Un Día del Libro a puerta cerrada

En la víspera del 23 de abril, lavozdelsur.es habla con libreros y editores sobre el incierto panorama de un sector en el que llueve sobre mojado: "Rendirse es lo último"

San Jorge, siglos después, luchando este 23 de abril contra el coronavirus. ILUSTRACIÓN: MANU GARCÍA
San Jorge, siglos después, luchando este 23 de abril contra el coronavirus. ILUSTRACIÓN: MANU GARCÍA

Un 23 de abril del siglo III, Jorge fue martirizado y decapitado por negarse a renunciar a su fe. Un poco antes de eso, tuvo tiempo de acabar con un dragón que tenía atemorizado a todo un reino. De la sangre del monstruo brotó una rosa que el soldado de la Capadocia, al que luego santificaron, regaló a la hija del Rey. Un 23 de abril de varios siglos después, en 1616, son enterrados Cervantes y Shakespeare. Desde 1988, el 23 de abril es la fecha escogida por la Unesco para conmemorar el Día Internacional del Libro. Un día de fiesta en el que, en honor a la leyenda de San Jorge y en tributo a los dos legendarios autores universales, es tradición regalar una rosa dentro de un libro.

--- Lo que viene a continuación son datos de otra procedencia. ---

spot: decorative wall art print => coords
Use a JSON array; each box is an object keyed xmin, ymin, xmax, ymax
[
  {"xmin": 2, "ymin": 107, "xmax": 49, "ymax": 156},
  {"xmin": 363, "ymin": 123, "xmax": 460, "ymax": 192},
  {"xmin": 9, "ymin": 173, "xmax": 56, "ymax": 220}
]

Este 23 de abril de 2020, la pandemia de coronavirus, un monstruo microscópico que se ha cobrado ya decenas de miles de muertos en todo el mundo, habrá poco que celebrar. Será una fiesta a puerta cerrada, ahora que también se cumplen 40 años de la muerte de Sartre. Librerías en horas bajísimas y editores paralizados. Autores a verlas venir, con presentaciones, ferias y encuentros con los lectores pospuestos a cuando todo esto pase. Todo es incertidumbre en el gremio de editores y libreros ante un estado de alarma que ha bajado las persianas de los negocios y ha aplazado cualquier lanzamiento editorial. Solo en Andalucía, la comunidad con más pequeños y medianos editores, unos 3.500 empleos dependen de las librerías.

libro_nati-4.jpg Nati Montaño, en una imagen de archivo.

“Cuando las librerías no están, falla toda la cadena”, ha reconocido en la víspera de este extraño Día del Libro el presidente de la Asociación Colegial de Escritores (ACE), el autor Manuel Rico. Y no está previsto que reabran antes del 10 de mayo. En Italia, más como gesto simbólico que otra cosa, el Estado ha declarado la venta de libros como algo esencial, aunque en España el gremio llegó a la conclusión de que mejor preservar la seguridad que abrir por abrir en pleno confinamiento. “Ahora mismo estamos en un ERTE cinco de los seis trabajadores de la empresa, y nada, como todo el mundo, esperando a ver cómo salimos de ésta”, cuenta al otro lado del teléfono Natividad Montaño, una de las propietarias de la librería La Luna Nueva, una de las más señeras de Jerez. Después de semanas a cero, expone, “ahora hemos empezado a vender algo a domicilio, entre diez y doce libros al día. Esto no sirve para nada, ni para pagar la luz. Estamos porque hay que mantener esto un poco vivo, pero no da para cubrir ni los gastos”.

La mitad de las librerías españolas, según el último informe de  la Confederación Española de Gremios y Asociaciones de Libreros (CEGAL) y el Ministerio de Cultura, factura menos de 90.000 euros al año. Si la cosa ya iba a trompicones y en modo resistencia, la crisis del Covid-19 ha sido el puntillazo. No les va mucho mejor, obviamente, a otro de los eslabones más importantes de esta cadena: los editores. Carmen Moreno es la cabeza visible de Cazador de Ratas, una pequeña pero muy activa editorial que esta poeta, novelista y editora gaditana dirige desde 2014. “De esta crisis mundial vamos a salir mal parados todos, y cuando digo todos es todos: el mundo editorial y cualquier otro sector”, mantiene. Si bien, matiza, la crisis para el gremio de libreros y editores, desgraciadamente, no es nueva.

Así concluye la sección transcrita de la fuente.